The legal requirements on the collection scope mainly lie in restricting the personal information only relevant to the services provided by the network operators. The requirements on the use include that the network operators shall not leak, falsify or destroy the personal information collected by them, nor shall they provide any personal information to a third party without approval from the information subject. However, no relevant enforcement case has been found so far.
Further, the CSL particularly prohibits the theft and sale of the personal information and specifies the relevant legal consequences, which are linked with the criminal offense of the citizens’ personal information under the Criminal Law. In the enforcement practice, the aforesaid activities might lead to severe penalty and serious consequence:
– A decoration company in Jiangsu illegally purchased the personal information of the real estate owners in a community and used the personal information to promote its decoration services via telephone or in other manners. The local police imposed a fine of RMB 100,000 on the company.

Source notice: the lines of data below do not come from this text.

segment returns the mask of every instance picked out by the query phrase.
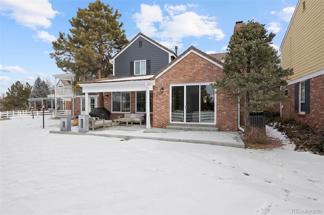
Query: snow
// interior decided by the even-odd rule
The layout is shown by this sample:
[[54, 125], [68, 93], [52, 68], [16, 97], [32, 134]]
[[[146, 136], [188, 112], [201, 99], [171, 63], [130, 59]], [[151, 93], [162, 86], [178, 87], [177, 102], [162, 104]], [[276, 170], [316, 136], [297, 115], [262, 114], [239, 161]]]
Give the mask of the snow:
[[324, 156], [271, 128], [282, 148], [49, 133], [59, 125], [0, 121], [1, 214], [324, 212]]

(2) Storage and Maintenance of Information
The requirements on the storage and maintenance of information include taking technical and other necessary measures to ensure the security of the collected personal information and making rectification and report in case of any infringement of personal information. Therefore, in case of an infringement of the personal information due to an attack from a hacker, the legal liabilities under the cyber operation security and under the cyber information security may be triggered concurrently. See the below typical case as an example:
– In September 2017, the identity information of more than 4,000 students stored by Huainan Vocational Technical College was leaked. Upon investigation, the police found that the college failed to implement the cyber security management system, failed to take cyber security protection measures, kept the weblog data for less than 6 months, failed to classify the data and take backup and encryption measures for important data, causing the high vulnerability of the system and this information leakage. The local police imposed an administrative warning on the college and ordered it to make rectification immediately.
(3) Deletion Right of the Information Subject
In the practice, the deletion right of the information subject is infringed particularly by non-cancelability of or difficulties in the cancelation of a cyber account. For example, in August 2018, Shanghai Communications Administration conducted a random inspection on the cancelability of the users’ accounts for Internet business operated in Shanghai. During the investigation, Shanghai Communications Administration found that the user accounts operated by 20 enterprises, including Carrefour (Shanghai) E-Commerce Co., Ltd., were not cancelable or difficult to be canceled. Besides, these 20 enterprises did not take practical measures to protect users’ information and had serious problems with the cancelation service of their cyber accounts. Shanghai Communications Administration interviewed and informed these enterprises and ordered them to make rectification immediately.
With the implementation of the CSL, as well as the formulation of a series new regulations, including the Provisions on Cyber Protection of Children’s Personal Information that came into effect on October 1, 2019, cyber security and the enforcement practice have drawn more and more attention and become a significant legal field. It becomes apparent from the case study here, that various requirements under the CSL have been practically implemented on a national scale. Compared to the early period when the CSL was just promulgated, the current legal enforcement measures reflect the supervision requirements under the CSL in a more specific and strict manner.